Summary of the Invention

[011] The present invention relates to variants with cutinase activity of a parent cutinase, comprising a change in one or more (e.g., several) positions corresponding to positions: 181, 182, 115, 161, 1, 2, 43, 55, 79, or 5 of SEQ ID NO: 2, wherein the change is a substitution for positions 181, 115, 161, 43, 55, 79, and 5, and a deletion for positions 1, 2 and 182, and wherein the variant is at least 75%, at least 80%, at least 85%, at least 90%, at least 95%, at least 96%, at least 97%, at least 98%, or at least 99%, but less than 100%, sequence identity with the mature polypeptide of SEQ ID NO: 2.

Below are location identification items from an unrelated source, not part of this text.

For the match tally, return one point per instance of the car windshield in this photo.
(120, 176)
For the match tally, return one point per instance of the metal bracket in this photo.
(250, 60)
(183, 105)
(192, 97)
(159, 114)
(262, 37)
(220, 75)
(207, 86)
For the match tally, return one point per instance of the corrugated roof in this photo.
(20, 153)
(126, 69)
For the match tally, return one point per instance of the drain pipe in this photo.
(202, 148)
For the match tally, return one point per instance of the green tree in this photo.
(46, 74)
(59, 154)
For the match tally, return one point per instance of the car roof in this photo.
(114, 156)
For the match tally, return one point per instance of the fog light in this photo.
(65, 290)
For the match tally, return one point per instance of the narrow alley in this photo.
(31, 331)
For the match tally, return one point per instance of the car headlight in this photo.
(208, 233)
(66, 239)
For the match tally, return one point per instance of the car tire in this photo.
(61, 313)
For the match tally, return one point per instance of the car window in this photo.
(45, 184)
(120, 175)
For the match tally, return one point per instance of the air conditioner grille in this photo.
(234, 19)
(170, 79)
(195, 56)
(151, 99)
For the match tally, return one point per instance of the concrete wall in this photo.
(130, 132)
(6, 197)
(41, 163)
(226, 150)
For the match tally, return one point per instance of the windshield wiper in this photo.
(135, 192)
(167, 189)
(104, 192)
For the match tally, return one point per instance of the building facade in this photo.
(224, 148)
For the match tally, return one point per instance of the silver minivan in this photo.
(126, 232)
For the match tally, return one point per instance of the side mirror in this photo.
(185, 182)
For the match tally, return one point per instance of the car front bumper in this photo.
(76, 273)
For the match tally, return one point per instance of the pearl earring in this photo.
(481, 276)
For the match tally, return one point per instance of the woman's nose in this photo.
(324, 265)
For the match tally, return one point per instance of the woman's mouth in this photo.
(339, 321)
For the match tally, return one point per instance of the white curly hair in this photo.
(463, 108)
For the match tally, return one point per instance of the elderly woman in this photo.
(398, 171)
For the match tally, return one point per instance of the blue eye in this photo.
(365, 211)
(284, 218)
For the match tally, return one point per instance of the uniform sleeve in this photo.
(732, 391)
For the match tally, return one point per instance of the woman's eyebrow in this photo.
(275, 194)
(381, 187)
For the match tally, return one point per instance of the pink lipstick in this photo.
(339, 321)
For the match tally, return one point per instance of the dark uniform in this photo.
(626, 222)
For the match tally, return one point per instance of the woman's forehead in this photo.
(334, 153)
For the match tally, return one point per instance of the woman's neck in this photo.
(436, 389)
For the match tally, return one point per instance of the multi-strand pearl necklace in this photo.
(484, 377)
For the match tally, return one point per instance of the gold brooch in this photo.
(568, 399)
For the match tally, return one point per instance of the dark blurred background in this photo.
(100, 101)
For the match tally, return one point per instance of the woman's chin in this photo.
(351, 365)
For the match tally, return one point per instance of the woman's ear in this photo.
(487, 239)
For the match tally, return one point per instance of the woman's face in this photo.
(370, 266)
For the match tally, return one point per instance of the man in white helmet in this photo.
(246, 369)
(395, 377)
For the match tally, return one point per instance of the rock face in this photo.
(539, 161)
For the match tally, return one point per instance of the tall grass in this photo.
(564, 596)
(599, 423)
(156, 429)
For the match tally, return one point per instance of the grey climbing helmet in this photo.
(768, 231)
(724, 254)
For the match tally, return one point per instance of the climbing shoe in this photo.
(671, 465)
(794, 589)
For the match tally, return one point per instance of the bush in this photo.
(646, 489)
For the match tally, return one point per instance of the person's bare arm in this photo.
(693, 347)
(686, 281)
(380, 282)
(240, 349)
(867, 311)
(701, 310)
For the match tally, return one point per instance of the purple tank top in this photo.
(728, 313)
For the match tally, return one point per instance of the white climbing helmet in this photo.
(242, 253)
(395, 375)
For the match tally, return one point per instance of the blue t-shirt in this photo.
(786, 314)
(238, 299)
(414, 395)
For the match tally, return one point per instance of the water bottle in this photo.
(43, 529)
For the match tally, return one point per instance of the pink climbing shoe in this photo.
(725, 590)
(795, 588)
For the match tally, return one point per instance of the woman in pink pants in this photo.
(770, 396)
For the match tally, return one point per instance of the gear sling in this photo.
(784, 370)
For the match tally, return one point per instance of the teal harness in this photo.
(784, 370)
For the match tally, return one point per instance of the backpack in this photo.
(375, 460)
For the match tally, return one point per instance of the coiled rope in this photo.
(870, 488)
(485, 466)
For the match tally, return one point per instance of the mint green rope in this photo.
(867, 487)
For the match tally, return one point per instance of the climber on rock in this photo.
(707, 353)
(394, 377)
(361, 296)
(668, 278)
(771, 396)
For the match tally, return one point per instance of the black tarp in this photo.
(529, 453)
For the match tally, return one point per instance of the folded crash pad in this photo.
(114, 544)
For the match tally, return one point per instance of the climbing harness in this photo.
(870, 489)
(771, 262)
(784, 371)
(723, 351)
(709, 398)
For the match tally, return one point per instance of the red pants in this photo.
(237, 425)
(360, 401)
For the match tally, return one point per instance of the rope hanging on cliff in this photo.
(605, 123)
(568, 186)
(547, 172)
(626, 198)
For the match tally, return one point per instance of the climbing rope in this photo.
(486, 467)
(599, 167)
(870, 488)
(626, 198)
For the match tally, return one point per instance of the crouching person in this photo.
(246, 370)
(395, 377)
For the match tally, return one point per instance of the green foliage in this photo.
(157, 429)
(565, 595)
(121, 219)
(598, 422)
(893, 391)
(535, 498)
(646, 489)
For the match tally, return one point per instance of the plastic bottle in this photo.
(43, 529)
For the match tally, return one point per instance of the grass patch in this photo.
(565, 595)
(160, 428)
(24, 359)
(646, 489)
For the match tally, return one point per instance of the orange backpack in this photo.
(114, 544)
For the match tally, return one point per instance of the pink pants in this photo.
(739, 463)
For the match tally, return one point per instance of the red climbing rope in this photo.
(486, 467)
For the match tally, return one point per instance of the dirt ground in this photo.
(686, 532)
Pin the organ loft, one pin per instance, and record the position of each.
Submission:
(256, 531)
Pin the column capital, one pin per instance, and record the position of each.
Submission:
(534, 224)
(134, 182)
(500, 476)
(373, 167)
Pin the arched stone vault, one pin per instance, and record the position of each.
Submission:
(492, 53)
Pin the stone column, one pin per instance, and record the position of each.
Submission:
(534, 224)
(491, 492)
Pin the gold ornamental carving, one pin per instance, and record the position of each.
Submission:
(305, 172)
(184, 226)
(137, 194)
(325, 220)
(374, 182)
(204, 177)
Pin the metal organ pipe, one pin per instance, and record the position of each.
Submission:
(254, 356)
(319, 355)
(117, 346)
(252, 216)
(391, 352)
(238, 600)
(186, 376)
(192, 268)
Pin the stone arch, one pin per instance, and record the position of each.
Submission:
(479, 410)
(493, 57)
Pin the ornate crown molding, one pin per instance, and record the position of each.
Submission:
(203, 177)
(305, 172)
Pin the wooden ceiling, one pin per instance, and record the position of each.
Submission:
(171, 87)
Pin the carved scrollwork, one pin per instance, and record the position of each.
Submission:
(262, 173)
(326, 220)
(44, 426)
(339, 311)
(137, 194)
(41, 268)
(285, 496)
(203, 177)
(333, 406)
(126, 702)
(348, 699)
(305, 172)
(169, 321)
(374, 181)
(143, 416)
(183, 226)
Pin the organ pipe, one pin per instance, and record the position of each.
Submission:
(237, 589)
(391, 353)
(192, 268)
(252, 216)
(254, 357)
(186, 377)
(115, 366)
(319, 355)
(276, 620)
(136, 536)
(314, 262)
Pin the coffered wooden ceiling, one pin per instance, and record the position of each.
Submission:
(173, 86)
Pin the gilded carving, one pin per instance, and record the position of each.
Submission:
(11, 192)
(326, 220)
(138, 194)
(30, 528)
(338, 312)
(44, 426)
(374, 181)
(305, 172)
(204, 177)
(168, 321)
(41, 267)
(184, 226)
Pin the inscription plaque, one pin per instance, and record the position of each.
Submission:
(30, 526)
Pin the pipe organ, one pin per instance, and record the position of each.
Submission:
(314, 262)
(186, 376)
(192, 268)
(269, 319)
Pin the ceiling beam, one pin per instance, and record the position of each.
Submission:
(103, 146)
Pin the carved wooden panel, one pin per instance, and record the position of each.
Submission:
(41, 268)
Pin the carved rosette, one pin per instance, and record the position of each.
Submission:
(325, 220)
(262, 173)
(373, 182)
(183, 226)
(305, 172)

[012] The present invention also relates to polynucleotides that encode the variants; nucleic acid constructs, vectors, and host cells comprising the polynucleotides; and methods of obtaining and methods of producing the variants.

[013] The present invention further relates to compositions comprising the variant, and relates to methods of modifying polyester comprising the use of the variant; methods of hydrolysis of cyclic poly(ethylene terephthalate) oligomers comprising the use of the variant; and methods of reducing the pilling propensity of fabrics comprising or consisting of polyester using the variant.

Definitions

[014] Cutinase: The term "Cutinase" means a lipolytic enzyme with cutinase activity (EC3.1.1.74) that catalyzes the reaction: Cutin + H2O ■ Cutin monomers. For purposes of the present invention, cutinase activity is determined as described in example 3 using the terephthalic acid-bis-2-benzoyloxy-ethylester (BETEB) oligomer as a substrate. BETEB is a by-product during PET synthesis and generally remains in the fabric or garment during textile manufacturing. BETEB is produced, for example, by condensation of terephthalic acid, benzoic acid and ethylene glycol, which has the same benzoyloxy-ethylester unit as PET.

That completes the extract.